Câmara, Senado e Corte Suprema
Não se podendo evitar o desejo incontrolável da maioria do povo de querer participar e votar, acolhe-se o sufrágio direto sim mas somente para a escolha da Câmara dos Representantes. Já o Senado, instituição conservadora por excelência, seria escolhido por gente de confiança, através do voto qualificado (somente dos proprietários de terras e dos grandes comerciantes e financistas) estabelecido pelas legislaturas locais. A cabeça da República — a Presidência — também estará longe da vontade direta da maioria, visto que será protegida por um Colégio Eleitoral (composto pelos eleitores escolhidos indiretamente nas legislaturas estaduais). Finalmente chegamos ao Poder Judiciário, cujo processo de escolha e função Beard considera como “a mais original contribuição á ciência política feita pelo governo norte-americano”. Os “Pais Fundadores” instituíram uma Corte Suprema de caráter vitalício escolhida pelo Presidente da República conjuntamente com o Senado, com a função de preservar a Constituição, isto é, evitar que a vontade da maioria pudesse de alguma forma, algum dia, vir a furar as barreiras da necessidade de se obter os 2/3 dos votos no Congresso e fazer aprovar uma lei que desgostasse os interesses dos ricos.
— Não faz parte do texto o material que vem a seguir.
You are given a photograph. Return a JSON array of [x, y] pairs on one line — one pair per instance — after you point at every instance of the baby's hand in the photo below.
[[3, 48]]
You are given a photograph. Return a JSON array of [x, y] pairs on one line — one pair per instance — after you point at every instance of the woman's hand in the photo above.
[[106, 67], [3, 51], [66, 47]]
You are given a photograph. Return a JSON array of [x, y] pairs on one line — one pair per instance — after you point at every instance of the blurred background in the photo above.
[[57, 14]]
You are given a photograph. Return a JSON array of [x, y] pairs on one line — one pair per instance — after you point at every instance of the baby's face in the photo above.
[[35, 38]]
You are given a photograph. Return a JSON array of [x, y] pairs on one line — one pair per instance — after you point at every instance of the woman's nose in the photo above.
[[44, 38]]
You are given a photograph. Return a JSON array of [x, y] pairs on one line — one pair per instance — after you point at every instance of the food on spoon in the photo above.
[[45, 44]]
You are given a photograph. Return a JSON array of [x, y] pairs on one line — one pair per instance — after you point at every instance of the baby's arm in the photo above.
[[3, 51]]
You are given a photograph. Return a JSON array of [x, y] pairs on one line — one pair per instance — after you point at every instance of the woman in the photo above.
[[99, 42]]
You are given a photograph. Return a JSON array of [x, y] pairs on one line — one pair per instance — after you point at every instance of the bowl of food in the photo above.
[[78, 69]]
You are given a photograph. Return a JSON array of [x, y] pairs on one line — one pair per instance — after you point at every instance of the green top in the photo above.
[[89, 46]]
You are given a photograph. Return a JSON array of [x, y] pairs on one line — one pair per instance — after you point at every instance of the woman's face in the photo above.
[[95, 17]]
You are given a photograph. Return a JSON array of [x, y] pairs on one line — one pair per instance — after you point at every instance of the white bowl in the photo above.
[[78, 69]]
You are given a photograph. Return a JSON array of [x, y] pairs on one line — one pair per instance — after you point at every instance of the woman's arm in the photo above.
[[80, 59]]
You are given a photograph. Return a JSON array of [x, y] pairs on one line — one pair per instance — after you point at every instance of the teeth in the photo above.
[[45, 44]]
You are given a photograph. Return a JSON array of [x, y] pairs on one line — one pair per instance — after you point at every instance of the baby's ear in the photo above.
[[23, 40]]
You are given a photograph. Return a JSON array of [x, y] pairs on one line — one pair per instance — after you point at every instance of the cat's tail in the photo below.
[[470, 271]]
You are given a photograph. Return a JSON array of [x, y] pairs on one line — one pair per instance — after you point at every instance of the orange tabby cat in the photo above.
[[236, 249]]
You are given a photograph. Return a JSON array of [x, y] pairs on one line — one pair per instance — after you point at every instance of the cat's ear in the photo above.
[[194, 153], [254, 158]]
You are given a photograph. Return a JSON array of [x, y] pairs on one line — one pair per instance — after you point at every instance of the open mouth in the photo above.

A Câmara Suprema da Justiça era naturalmente composta por juizes selecionados a dedo para evitar “burlas á Constituição’. Desta forma estava armado o mais perfeito edifício de arquitetura política dos tempos contemporâneos.
As eleições, ao serem não só marcadas em datas diferenciadas mas de distintas origens e procedimentos, evitam que “ocorra uma renovação total do governo de um só golpe” de tal maneira que “o mau humor do povo” ficaria impedido de fazer estragos por meio das eleições diretas. Evitava-se assim uma “revolução pelo voto” que atingisse substancialmente os interesses dos grandes proprietários. O povo vota mas não consegue alterar um milímetro sequer o poder daqueles que realmente mandam na república. Esta situação foi que levou Alexis de Tocqueville, meio século depois da aprovação da Constituição americana, a comentar: “As instituições democráticas despertam e incentivam a paixão da igualdade sem jamais poder satisfaze-la inteiramente. Essa igualdade completa foge todos os dias das mãos do povo no momento em que acredita apoderar-se dela, e foge... Numa fuga eterna”.